A custom-fitted mouthguard was by far my most expensive TMJ-related purchase. Even with insurance, it still cost me hundreds of dollars. However, the difference is phenomenal. While it doesn’t completely stop me from grinding my teeth, it does hinder it. More importantly, it protects my teeth. Severe teeth grinding can cause all sorts of dental problems as you’re gnawing away at your enamel, which protects the inner cores of your teeth. It took me about a week of consistent, disciplined use to not hate it—and almost a month for my body to get completely used to it.

If you don’t want to spend big bucks on a dentist-designed mouthguard, you could opt for an over-the-counter version that’s used during sports. While it won’t be professionally fitted, it will still protect your teeth and inhibit some grinding. However, Dr. Miyasaki warns, “The risks of using over-the-counter nightguards include unwanted (and oftentimes permanent) bite changes due to tooth movement and the fact that bruxism (grinding) has been noted to become worse when a soft or loose mouth appliance is used.” He notes that “some are probably OK for the short term if you are unable to purchase a dentist-made nightguard,” but proceed with caution.

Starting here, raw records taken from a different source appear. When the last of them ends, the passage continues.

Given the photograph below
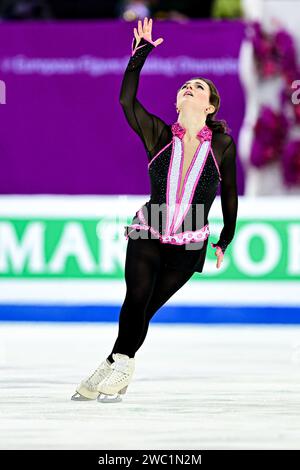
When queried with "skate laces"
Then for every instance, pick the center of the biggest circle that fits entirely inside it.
(121, 366)
(96, 375)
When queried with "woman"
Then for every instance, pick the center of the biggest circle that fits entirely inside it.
(168, 236)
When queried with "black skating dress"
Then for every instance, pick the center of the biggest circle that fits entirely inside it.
(179, 225)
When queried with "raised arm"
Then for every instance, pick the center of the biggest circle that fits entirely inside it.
(229, 196)
(148, 126)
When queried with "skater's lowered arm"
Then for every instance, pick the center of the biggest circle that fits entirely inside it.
(229, 195)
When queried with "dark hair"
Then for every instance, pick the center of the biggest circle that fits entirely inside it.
(214, 99)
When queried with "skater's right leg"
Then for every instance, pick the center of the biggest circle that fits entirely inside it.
(142, 264)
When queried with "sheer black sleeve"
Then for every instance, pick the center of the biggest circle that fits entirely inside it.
(148, 126)
(229, 194)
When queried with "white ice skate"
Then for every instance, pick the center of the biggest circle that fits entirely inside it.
(87, 389)
(116, 383)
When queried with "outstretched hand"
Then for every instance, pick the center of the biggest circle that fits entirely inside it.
(219, 253)
(145, 31)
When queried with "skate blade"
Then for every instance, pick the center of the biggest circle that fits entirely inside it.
(114, 398)
(102, 398)
(78, 397)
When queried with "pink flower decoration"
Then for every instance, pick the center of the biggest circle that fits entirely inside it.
(204, 134)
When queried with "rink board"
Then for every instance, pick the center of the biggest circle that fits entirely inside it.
(62, 259)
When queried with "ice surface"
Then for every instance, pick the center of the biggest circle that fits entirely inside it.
(194, 387)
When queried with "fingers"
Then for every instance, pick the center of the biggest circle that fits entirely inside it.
(136, 34)
(140, 29)
(158, 41)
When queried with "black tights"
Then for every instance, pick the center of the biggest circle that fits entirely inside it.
(149, 285)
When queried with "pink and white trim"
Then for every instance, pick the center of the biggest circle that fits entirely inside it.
(176, 239)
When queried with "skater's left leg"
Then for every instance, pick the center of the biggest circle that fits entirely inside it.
(168, 281)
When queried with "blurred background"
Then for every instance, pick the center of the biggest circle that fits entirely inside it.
(72, 174)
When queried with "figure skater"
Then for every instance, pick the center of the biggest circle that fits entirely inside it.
(186, 161)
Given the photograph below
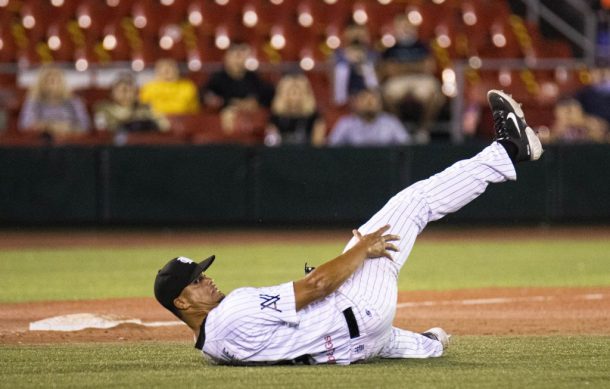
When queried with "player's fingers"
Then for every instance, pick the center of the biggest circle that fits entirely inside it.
(391, 247)
(391, 238)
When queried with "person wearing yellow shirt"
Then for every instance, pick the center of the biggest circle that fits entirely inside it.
(167, 93)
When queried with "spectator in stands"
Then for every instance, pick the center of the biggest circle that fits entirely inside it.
(236, 89)
(368, 125)
(571, 124)
(50, 108)
(407, 73)
(354, 64)
(595, 98)
(168, 93)
(5, 95)
(294, 115)
(124, 112)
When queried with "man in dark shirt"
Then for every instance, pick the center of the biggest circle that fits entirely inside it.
(237, 92)
(235, 84)
(407, 73)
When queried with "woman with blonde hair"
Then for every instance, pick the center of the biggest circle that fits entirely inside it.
(51, 108)
(294, 114)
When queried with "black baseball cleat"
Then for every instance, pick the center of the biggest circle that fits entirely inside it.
(439, 334)
(510, 125)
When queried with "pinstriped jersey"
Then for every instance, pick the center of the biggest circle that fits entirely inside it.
(254, 325)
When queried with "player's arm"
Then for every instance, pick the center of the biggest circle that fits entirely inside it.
(327, 277)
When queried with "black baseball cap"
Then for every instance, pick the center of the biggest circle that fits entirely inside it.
(177, 274)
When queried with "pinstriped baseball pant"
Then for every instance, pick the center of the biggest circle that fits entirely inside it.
(373, 287)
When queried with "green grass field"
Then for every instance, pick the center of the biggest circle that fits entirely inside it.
(34, 275)
(472, 361)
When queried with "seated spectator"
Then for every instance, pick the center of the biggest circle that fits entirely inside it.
(368, 125)
(50, 108)
(167, 93)
(235, 88)
(354, 64)
(407, 74)
(294, 115)
(571, 124)
(5, 95)
(124, 112)
(595, 98)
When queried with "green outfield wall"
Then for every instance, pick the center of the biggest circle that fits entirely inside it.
(219, 185)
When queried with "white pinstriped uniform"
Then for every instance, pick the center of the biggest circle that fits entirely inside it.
(260, 324)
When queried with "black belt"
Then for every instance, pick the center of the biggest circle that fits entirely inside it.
(352, 324)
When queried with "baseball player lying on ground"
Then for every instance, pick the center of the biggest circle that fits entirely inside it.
(342, 311)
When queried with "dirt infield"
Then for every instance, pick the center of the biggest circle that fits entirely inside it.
(495, 311)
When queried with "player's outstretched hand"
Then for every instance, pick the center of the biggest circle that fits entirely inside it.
(378, 244)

“There is no widely accepted, standard test now available to correctly diagnose TMJ disorders. Because the exact causes and symptoms are not clear, identifying these disorders can be difficult and confusing,” shares the National Institute of Dental and Craniofacial Research. Likewise, with so many different potential causes, it makes sense that there’s not a particular cure-all. Hence, it’s imperative that you initiate your own research, collaborate with your dentist and doctor, and, ultimately try to get to the root of the problem while managing the pain of your symptoms.

“TMJ disorders are very common and diverse, yet they are still not widely understood,” Dr. Miyasaki says. “One thing about TMJ disorders is clear though: A simple TMJ exam from your dentist can shed a lot of light on your condition.”